In November 2015, David Weiner and colleagues at the University of Pennsylvania became the first to show evidence for a therapeutic vaccine against human papillomavirus (HPV)-induced cervical neoplasia (Trimble CL, Morrow MP, Kraynyak KA, et al. “Safety, efficacy, and immunogenicity of VGX-3100, a therapeutic synthetic DNA vaccine targeting human papillomavirus 16 and 18 E6 and E7 proteins for cervical intraepithelial neoplasia 2/3: a randomized, double-blind, placebo-controlled phase 2b trial,” The Lancet. 2015 Nov 21;386(10008): 2078-88).

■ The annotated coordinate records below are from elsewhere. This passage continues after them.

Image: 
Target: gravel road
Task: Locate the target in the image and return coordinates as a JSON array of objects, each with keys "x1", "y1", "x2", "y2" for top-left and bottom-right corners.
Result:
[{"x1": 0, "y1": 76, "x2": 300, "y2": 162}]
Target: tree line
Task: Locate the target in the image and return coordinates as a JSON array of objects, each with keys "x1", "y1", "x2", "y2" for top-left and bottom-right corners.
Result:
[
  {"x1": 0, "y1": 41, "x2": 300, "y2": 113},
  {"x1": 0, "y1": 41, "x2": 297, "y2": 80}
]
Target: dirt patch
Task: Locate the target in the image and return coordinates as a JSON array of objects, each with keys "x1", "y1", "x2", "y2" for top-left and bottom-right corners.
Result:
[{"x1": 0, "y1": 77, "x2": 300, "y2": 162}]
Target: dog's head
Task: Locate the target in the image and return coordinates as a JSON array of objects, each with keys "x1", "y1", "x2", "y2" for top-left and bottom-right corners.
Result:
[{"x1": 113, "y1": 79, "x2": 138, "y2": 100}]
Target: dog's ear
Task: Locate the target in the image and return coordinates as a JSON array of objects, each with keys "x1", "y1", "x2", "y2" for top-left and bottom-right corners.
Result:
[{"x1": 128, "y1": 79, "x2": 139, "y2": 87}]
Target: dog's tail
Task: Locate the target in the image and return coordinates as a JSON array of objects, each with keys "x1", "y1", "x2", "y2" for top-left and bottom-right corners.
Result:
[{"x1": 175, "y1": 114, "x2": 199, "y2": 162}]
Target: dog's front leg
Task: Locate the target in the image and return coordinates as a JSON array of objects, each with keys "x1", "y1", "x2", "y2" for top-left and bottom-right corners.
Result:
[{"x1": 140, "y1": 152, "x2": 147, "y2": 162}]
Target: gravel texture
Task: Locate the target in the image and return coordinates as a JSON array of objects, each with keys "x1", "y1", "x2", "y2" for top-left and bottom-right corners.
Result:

The authors constructed DNA plasmids representing HPV genes E6 and E6, the protein products of which cause cells to develop cancerous changes. Then they selected a group of 167 women for their study, all of whom had cervical changes from a previous HPV infection classified as cervical intraepithelial neoplasia 2/3, a requisite step in the development of cervical cancer. The patients were divided into two groups: 125 women received 6 milligrams of the HPV DNA E6 and E7 constructs by electroporation of the skin to assure adequate delivery of the plasmids; the remaining 42 patients received a placebo. After 36 weeks both groups were assessed to determine whether the CIN2/3 lesions had regressed. The authors found that in the treatment group, 53 (49%) of recipients had regressed to CIN1 or CIN0, whereas 11 (30.6%) of placebo recipients had experienced regression. These differences were statistically significant (p=0.034).
This study supports the further evaluation of HPV DNA E6 and E7 as a possible non-surgical option for the treatment of CIN2/3.